3. Proof of Auto Insurance
You won't be allowed to drive off the dealer's lot without proof of auto insurance. Some dealers will require you to have the car you're purchasing covered under insurance while others will simply accept proof that you have current car insurance.
4. Trade-in Vehicle's Title
The car you're trading in should really be one you own versus one you still owe money on. You should know what your title looks like (image above: Your Mechanic) and have it in your possession in a safe place. If you choose to trade in your current vehicle at the dealership where you buy your new one, you need to make sure you have the title for the car you’re currently driving. If there's a co-owner listed or if the title is in someone else's name, they will need to sign off on the transaction beforehand.
5. Vehicle Registration for Trade-in
Your car's registration is another no-brainer. You should keep your vehicle registration in your wallet along with your license. While many people keep their registration in their glove compartment, this is not advised since it makes you vulnerable to identity theft if someone breaks into your car. Before the dealer can take your trade-in, they'll need to make sure the registration is up to date.

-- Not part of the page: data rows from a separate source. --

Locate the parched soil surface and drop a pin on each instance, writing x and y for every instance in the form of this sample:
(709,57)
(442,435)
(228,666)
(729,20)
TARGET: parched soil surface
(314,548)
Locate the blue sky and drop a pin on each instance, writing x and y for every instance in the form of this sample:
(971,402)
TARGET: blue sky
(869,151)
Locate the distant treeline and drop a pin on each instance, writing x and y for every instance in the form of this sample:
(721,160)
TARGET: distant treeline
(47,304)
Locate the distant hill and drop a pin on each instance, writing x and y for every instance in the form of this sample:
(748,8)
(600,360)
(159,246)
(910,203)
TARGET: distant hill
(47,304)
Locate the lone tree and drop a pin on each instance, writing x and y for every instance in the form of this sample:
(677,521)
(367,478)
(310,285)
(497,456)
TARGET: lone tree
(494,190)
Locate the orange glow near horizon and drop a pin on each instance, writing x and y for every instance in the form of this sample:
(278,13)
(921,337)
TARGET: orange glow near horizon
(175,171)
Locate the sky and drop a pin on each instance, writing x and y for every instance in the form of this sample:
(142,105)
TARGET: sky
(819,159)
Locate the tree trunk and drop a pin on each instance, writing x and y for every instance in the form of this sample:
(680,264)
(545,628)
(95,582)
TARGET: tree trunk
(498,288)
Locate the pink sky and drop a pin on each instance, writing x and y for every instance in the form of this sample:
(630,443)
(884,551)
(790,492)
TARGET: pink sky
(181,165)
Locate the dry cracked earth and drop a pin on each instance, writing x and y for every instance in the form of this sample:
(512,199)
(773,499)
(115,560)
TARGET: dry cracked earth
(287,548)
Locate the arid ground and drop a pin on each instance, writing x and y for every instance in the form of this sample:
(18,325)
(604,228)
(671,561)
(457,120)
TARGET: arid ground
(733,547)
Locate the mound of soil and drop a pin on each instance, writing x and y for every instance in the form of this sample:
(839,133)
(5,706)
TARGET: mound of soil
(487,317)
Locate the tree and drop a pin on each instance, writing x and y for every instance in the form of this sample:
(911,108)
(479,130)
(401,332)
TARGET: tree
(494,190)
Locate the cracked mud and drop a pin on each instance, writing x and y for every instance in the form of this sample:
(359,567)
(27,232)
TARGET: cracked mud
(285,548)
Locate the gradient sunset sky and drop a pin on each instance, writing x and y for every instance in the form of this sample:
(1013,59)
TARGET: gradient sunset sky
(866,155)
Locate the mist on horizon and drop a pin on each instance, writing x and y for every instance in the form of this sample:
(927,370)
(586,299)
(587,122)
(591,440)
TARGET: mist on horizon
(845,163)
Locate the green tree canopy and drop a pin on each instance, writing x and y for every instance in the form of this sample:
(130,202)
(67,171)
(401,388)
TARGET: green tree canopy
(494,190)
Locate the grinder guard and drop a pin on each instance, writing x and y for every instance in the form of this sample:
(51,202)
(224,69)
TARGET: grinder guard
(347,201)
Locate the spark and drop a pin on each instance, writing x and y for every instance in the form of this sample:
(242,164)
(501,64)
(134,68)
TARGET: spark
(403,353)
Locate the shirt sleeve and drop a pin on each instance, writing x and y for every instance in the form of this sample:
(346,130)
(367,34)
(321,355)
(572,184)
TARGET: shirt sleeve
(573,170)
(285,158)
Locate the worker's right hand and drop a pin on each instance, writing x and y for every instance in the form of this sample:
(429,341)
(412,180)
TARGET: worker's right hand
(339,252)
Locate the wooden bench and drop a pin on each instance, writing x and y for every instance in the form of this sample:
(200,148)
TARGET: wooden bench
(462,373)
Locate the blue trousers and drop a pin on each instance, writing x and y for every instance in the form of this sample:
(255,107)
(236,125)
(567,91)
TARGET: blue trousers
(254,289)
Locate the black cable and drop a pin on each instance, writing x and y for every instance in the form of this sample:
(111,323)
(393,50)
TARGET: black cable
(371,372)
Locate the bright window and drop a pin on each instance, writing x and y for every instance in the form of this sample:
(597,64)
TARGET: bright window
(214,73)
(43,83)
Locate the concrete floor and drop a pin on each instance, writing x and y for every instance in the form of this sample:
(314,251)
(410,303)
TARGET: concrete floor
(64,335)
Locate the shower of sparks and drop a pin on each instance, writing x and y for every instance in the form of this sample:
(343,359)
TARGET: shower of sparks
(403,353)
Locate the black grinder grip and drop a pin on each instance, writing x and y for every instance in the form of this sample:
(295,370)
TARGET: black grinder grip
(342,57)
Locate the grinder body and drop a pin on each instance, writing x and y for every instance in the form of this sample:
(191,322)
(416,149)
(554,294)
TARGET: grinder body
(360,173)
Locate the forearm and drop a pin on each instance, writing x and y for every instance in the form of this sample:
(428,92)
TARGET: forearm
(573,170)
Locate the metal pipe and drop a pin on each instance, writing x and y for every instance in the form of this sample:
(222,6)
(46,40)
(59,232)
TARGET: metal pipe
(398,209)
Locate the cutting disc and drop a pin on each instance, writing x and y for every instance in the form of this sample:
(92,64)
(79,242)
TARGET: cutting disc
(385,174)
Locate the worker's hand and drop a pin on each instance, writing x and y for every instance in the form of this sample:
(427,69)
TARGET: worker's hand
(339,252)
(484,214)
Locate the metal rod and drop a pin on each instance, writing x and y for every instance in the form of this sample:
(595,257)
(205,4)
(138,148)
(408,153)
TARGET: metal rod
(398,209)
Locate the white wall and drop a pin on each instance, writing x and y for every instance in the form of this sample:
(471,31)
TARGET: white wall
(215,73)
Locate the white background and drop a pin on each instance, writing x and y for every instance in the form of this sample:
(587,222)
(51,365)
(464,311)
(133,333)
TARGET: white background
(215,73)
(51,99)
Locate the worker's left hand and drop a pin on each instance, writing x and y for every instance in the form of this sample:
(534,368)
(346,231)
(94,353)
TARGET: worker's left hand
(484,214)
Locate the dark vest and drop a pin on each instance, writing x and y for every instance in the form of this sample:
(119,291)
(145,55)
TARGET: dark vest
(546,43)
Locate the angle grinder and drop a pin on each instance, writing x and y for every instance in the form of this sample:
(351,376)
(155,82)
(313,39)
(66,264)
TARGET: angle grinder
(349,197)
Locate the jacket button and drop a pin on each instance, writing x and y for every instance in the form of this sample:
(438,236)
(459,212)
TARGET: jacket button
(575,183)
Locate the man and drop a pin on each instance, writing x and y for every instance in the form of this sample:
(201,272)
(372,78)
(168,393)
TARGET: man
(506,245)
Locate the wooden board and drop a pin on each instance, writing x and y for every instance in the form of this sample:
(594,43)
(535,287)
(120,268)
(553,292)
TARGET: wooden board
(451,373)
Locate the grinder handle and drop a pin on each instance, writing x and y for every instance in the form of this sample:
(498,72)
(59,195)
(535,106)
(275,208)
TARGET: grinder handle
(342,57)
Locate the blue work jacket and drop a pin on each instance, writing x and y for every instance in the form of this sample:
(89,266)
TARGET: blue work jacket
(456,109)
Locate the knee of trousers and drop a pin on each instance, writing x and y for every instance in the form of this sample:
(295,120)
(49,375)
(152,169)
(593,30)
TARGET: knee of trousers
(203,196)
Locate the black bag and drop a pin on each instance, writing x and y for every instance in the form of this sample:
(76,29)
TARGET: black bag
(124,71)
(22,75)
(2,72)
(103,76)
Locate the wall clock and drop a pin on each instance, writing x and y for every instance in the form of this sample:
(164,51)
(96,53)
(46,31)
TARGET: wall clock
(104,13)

6. Proof of Income for Auto Loan
This item doesn't apply to all car buyers, but if you didn't get pre-approved for your car loan and don't have great credit, proof of income in the form of pay stubs, bank statements or your W-2 may be required to get financing at the dealership. This may also apply if you recently moved to the state where you're buying a car.
7. Rebate and Incentive Documents
Manufacturers occasionally offer special deals for military members, students, and disabled individuals. If you're eligible for one of these incentives, make sure you bring along the proper documentation to save some money on your new car.